Dans ce contexte, donc, Hostel avait constitué l’an dernier la plus saillante raison d’espérer en même temps que la déception la plus franche. Le film était d’abord le premier à être à peu près présentable, sur cette vaguelette néo-sadique lancée par le piteux Saw à même l’imaginaire Abu Ghraib, peau de chagrin contemporaine des velléités spéculatives du genre. Présentable parce que son sujet (capitalisme et mondialisation façon Salo nerd, les corps dans le système des objets) n’était pas complètement inintéressant. Présentable aussi parce que Roth, après un honnête Cabin fever tout à la gloire de ses modèles, y confirmait une maîtrise indéniable. La première partie du film, sa face teen movie avant la boucherie (la rupture même, d’ailleurs, était assez impressionnante), épatait par son sens du rythme, de la narration, du portrait. Et puis Roth fichait tout en l’air dans sa dernière demi-heure, trop con, comme si lui-même n’entendait rien au potentiel de son sujet, ultimement massacré dans un rire gras. Il n’y avait qu’à voir, après coup, Roth en plein tournage sur les bonus du DVD, hilare entre prothèses tartinées de rouge et figurantes à poil, pour se convaincre qu’entre l’Amerloque à casquette et Pasolini, il y a à peu près autant que, disons, d’Eddie Mitchell à Johnny Cash.
On n’attendait donc pas plus de cette séquelle (pour le brûlot sur la mondialisation, Roth avait loupé le coche), que la reconduction efficace de ce petit artisanat qui faisait le charme de la première moitié de Hostel. Et c’est là que se situe la bonne surprise, puisque c’est précisément en honorant ce contrat minimum avec un brio confirmé que Roth se rattrape, de façon inespérée, sur l’autre versant. L’idée est simple, mais bonne : travailler sur le quasi-remake du premier (toute la structure est à l’identique, à cette différence que les ados en goguette sont ici des filles), façon de repartir à zéro tout en se pliant à la norme actuelle des suites au pays de l’horreur. Sauf que Roth tire intelligemment avantage du fait que le spectateur avance en terrain connu : en bonus du summer tour des minettes, il offre la progression perpendiculaire des deux fringants golden boys par qui les filles seront émincées.
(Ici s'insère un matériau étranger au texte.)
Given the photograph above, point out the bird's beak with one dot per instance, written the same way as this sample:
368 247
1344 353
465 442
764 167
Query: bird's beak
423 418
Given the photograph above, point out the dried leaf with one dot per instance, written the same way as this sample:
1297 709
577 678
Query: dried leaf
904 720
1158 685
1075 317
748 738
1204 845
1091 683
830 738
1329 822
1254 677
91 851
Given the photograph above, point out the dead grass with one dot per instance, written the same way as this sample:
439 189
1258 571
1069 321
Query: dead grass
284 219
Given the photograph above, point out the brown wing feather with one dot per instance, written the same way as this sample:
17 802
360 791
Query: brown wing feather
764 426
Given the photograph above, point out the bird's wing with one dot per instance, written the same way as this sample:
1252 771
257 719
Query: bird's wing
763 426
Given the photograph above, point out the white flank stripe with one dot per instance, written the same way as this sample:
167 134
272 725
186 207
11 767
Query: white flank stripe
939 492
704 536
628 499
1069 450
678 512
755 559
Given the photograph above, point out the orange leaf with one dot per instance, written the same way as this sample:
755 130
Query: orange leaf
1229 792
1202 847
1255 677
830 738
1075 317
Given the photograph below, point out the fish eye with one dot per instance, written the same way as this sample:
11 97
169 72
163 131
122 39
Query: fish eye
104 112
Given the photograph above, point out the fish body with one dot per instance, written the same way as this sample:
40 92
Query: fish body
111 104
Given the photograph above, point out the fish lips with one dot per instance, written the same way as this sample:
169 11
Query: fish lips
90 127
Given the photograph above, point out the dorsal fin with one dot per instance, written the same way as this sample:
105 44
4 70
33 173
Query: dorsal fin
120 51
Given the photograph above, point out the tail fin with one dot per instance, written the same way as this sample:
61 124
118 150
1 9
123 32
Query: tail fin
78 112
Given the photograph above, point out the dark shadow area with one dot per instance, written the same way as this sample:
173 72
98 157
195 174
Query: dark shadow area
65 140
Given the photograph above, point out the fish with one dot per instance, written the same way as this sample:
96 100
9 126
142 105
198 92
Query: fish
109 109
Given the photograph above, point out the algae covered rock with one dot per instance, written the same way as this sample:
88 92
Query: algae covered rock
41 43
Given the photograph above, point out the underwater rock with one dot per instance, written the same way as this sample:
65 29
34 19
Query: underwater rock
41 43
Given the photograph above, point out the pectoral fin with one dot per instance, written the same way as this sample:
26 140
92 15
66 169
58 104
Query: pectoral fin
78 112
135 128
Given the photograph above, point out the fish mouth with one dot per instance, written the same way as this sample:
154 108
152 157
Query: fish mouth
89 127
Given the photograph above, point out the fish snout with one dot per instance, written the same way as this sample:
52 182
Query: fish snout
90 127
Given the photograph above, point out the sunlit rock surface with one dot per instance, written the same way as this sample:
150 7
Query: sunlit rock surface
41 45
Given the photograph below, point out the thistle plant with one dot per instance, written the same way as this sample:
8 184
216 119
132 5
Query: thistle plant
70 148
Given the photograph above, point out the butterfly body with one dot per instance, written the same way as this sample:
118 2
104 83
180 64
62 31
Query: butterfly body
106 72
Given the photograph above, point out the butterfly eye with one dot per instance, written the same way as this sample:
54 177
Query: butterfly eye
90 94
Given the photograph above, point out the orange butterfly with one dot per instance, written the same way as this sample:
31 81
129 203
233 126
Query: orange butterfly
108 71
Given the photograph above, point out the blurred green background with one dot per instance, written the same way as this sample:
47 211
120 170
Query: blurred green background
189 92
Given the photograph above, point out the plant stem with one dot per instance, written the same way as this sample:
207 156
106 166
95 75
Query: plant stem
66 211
Idée simple mais prolifique, installée à la faveur d’une séquence brillante où le portrait des filles fraîchement repérées échoue sur les blackberries de yuppies des quatre coins du globe. La pertinence, même modeste, d’un tel dispositif, excuse beaucoup de choses, et d’ailleurs il y en a plutôt moins à excuser que dans le premier volet (les gags nerds référencés, les cameos des stars transalpines de l’horreur qui tâche, tout cela est finalement assez digeste). Voilà, c’est tout, et c’est déjà pas mal, dans le désert sans bornes dont on parlait plus haut. Un (tout petit) peu rassurés, on attend la suite.